The Daas Zekeinim explains: The ox chews its cud, while the donkey does not. If the two animals worked next to each other, the donkey would see the ox chewing its cud and, not understanding the ox’s slower digestive process, would mistakenly think that the ox had gotten a larger portion of food than the donkey had. The donkey would become upset and envious of the ox. Writes Rabbi Yissocher Frand on torah.org: “The Daas Zekeinim’s message is that we need to make sure that we are compassionate even towards our animals.

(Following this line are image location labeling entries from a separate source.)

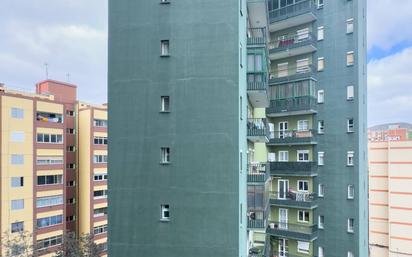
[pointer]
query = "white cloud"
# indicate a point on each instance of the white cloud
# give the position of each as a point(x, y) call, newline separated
point(389, 23)
point(390, 88)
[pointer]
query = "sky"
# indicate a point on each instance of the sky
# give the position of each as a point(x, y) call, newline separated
point(71, 37)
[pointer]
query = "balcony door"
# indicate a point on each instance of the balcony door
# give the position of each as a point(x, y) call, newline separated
point(283, 218)
point(283, 129)
point(283, 188)
point(283, 247)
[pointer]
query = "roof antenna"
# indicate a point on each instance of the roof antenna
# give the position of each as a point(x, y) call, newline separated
point(46, 65)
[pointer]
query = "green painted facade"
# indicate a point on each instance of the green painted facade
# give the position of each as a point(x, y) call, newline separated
point(205, 77)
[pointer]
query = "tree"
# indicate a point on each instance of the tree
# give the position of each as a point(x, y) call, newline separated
point(18, 244)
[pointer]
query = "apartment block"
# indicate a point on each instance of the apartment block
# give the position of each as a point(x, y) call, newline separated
point(390, 197)
point(262, 101)
point(92, 188)
point(39, 163)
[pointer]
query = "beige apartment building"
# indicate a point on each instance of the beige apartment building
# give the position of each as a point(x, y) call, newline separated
point(390, 199)
point(53, 166)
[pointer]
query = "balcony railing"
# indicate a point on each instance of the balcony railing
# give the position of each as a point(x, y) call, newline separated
point(258, 223)
point(294, 104)
point(290, 11)
point(257, 128)
point(291, 230)
point(257, 85)
point(293, 168)
point(256, 37)
point(290, 137)
point(292, 74)
point(295, 199)
point(257, 173)
point(291, 41)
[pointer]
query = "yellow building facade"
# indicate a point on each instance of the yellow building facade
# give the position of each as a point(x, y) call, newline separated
point(390, 199)
point(40, 185)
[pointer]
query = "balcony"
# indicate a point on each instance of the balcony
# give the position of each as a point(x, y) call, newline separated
point(290, 75)
point(292, 231)
point(292, 45)
point(256, 37)
point(257, 93)
point(292, 106)
point(257, 130)
point(292, 137)
point(256, 224)
point(257, 173)
point(292, 15)
point(291, 199)
point(307, 169)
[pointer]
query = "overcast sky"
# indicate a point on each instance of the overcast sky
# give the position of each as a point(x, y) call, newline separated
point(71, 36)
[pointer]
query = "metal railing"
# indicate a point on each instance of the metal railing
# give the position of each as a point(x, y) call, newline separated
point(292, 10)
point(257, 85)
point(300, 103)
point(257, 173)
point(256, 36)
point(289, 74)
point(297, 196)
point(257, 127)
point(292, 227)
point(291, 41)
point(293, 168)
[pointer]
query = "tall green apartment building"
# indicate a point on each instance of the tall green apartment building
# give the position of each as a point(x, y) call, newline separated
point(238, 128)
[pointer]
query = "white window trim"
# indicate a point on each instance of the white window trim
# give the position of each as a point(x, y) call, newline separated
point(302, 152)
point(323, 158)
point(321, 193)
point(303, 221)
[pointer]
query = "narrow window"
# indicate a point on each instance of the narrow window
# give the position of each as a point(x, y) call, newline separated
point(320, 251)
point(17, 136)
point(321, 63)
point(303, 185)
point(350, 58)
point(321, 33)
point(321, 96)
point(303, 125)
point(351, 225)
point(17, 227)
point(303, 247)
point(321, 156)
point(321, 190)
point(165, 155)
point(321, 127)
point(303, 216)
point(350, 93)
point(165, 103)
point(17, 113)
point(164, 212)
point(17, 204)
point(303, 155)
point(17, 159)
point(351, 192)
point(164, 45)
point(241, 55)
point(350, 157)
point(17, 181)
point(350, 125)
point(349, 26)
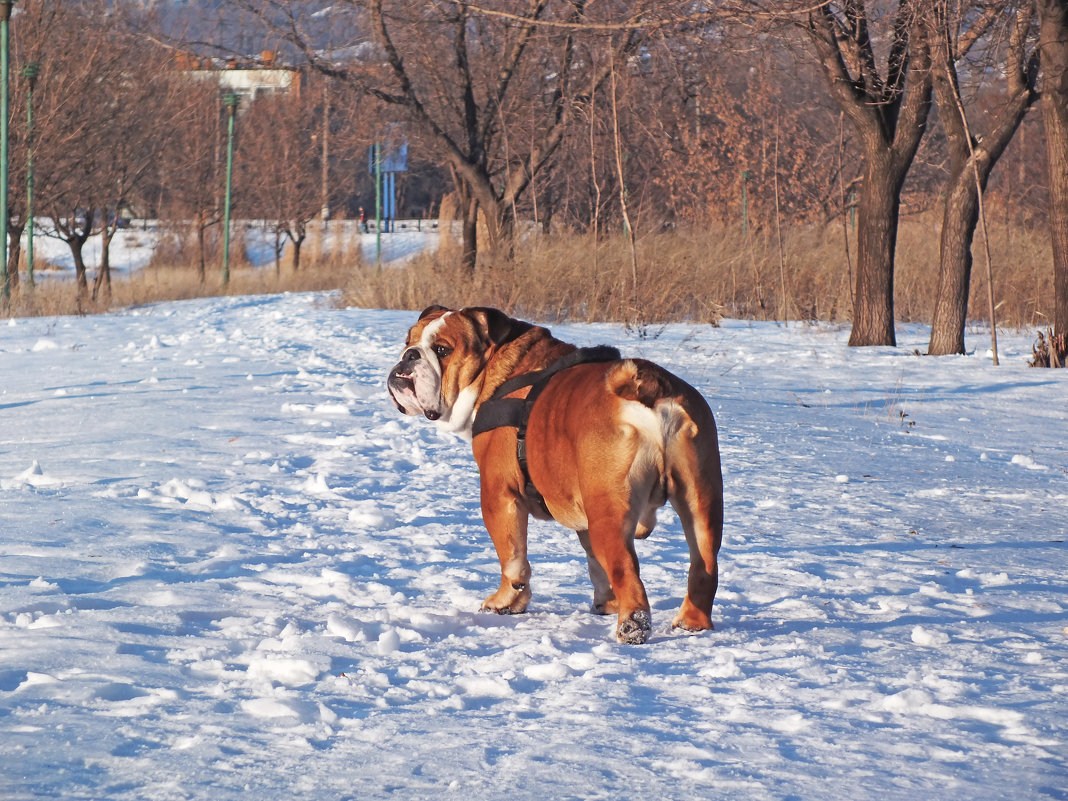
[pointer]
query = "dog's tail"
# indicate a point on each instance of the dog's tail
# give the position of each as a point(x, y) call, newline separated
point(633, 379)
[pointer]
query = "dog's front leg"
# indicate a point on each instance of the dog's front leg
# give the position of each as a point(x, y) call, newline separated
point(506, 521)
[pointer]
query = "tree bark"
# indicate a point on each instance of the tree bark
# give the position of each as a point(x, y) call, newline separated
point(971, 160)
point(1053, 44)
point(880, 203)
point(104, 273)
point(890, 115)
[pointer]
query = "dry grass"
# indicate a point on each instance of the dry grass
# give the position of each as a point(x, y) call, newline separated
point(705, 275)
point(53, 296)
point(686, 275)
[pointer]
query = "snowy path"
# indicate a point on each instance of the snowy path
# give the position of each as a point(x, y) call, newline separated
point(230, 569)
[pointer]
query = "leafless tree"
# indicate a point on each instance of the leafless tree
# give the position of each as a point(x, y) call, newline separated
point(1053, 43)
point(279, 166)
point(957, 30)
point(889, 109)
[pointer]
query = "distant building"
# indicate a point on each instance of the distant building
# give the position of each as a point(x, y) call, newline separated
point(246, 78)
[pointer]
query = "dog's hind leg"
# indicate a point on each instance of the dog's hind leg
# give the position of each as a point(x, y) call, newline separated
point(695, 491)
point(507, 528)
point(603, 597)
point(612, 543)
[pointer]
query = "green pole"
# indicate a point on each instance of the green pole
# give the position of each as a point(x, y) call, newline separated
point(4, 64)
point(30, 72)
point(744, 202)
point(230, 99)
point(378, 204)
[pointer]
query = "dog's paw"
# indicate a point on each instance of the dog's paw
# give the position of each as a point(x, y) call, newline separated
point(508, 600)
point(505, 610)
point(634, 629)
point(691, 618)
point(605, 608)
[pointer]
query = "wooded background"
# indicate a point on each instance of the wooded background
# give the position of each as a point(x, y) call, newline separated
point(609, 119)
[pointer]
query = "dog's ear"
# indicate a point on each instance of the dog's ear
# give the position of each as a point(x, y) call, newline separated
point(430, 310)
point(499, 328)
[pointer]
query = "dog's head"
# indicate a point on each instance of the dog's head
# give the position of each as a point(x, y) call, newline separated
point(443, 359)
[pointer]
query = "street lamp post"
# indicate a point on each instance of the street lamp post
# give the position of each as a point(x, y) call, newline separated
point(4, 63)
point(230, 100)
point(30, 72)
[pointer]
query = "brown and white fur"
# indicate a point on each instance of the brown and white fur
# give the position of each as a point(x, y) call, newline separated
point(608, 443)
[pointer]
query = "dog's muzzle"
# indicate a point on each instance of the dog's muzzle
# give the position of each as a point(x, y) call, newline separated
point(402, 382)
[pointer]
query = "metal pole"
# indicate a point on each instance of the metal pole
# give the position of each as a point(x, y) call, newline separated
point(378, 204)
point(4, 63)
point(231, 101)
point(30, 72)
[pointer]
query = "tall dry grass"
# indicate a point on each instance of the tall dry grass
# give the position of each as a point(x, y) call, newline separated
point(709, 273)
point(682, 275)
point(55, 296)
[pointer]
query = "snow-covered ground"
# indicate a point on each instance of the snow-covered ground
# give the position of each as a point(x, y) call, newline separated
point(230, 569)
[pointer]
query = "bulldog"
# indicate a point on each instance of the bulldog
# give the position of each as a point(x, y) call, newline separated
point(581, 436)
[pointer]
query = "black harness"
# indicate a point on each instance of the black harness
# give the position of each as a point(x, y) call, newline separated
point(500, 411)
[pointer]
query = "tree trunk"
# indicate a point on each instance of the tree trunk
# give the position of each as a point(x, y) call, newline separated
point(104, 275)
point(14, 253)
point(880, 205)
point(470, 234)
point(79, 264)
point(1053, 43)
point(297, 241)
point(959, 219)
point(971, 160)
point(201, 248)
point(890, 115)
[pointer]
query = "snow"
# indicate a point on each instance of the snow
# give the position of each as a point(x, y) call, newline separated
point(132, 248)
point(230, 569)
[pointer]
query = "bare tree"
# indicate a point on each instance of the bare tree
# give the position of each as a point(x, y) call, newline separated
point(492, 87)
point(191, 163)
point(889, 110)
point(1053, 43)
point(954, 34)
point(280, 166)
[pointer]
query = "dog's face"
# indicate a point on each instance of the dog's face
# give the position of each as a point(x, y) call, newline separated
point(443, 360)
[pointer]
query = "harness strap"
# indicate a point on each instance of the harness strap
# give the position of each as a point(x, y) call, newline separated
point(500, 411)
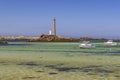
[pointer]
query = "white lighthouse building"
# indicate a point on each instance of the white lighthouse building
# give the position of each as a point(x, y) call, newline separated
point(53, 32)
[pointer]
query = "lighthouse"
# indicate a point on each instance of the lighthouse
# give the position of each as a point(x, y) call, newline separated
point(53, 27)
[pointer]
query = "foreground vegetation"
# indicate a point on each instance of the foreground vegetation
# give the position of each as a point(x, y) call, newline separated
point(59, 61)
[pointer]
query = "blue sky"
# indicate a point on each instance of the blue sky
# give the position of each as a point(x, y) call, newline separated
point(75, 18)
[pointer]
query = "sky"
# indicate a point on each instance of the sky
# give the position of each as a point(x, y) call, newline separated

We do not want to put the donkey in a situation where he will feel jealousy towards the ox.”
Rabbi Yisroel Jungreis and Rabbi Osher Anshel Jungreis point to the different energy levels of the two animals. “Harnessing them together would pit one against the other, causing undue pain and stress.”
Writes the Sefer HaChinuch: “Let everyone wise of heart learn a lesson not to ever appoint two men in any matter whatever who are far apart in their nature and different in their conduct, such as a righteous person and a wicked one, or a despicable person and a distinguished one. For if the Torah minded about the pain that animals have through this, which are not possessed of intelligence, then all the more so with people, who have an intelligent, reasoning spirit.”
As parents, we must recognize that our children have different temperaments, maturity and abilities. We should be aware that, because of their different dispositions, there may be situations in which it is inadvisable for certain siblings to play together, to work together on a project, or even to share a bedroom. However, we should never compare children, for each has his or her own unique gifts and talents, and each has his or her own contribution to make. Further, we should be careful not to praise one child in another child’s presence, for the other child might become envious. To prevent jealousy, we should teach children to be modest about their accomplishments and never to boast. Likewise, we should resist the urge to brag about our children.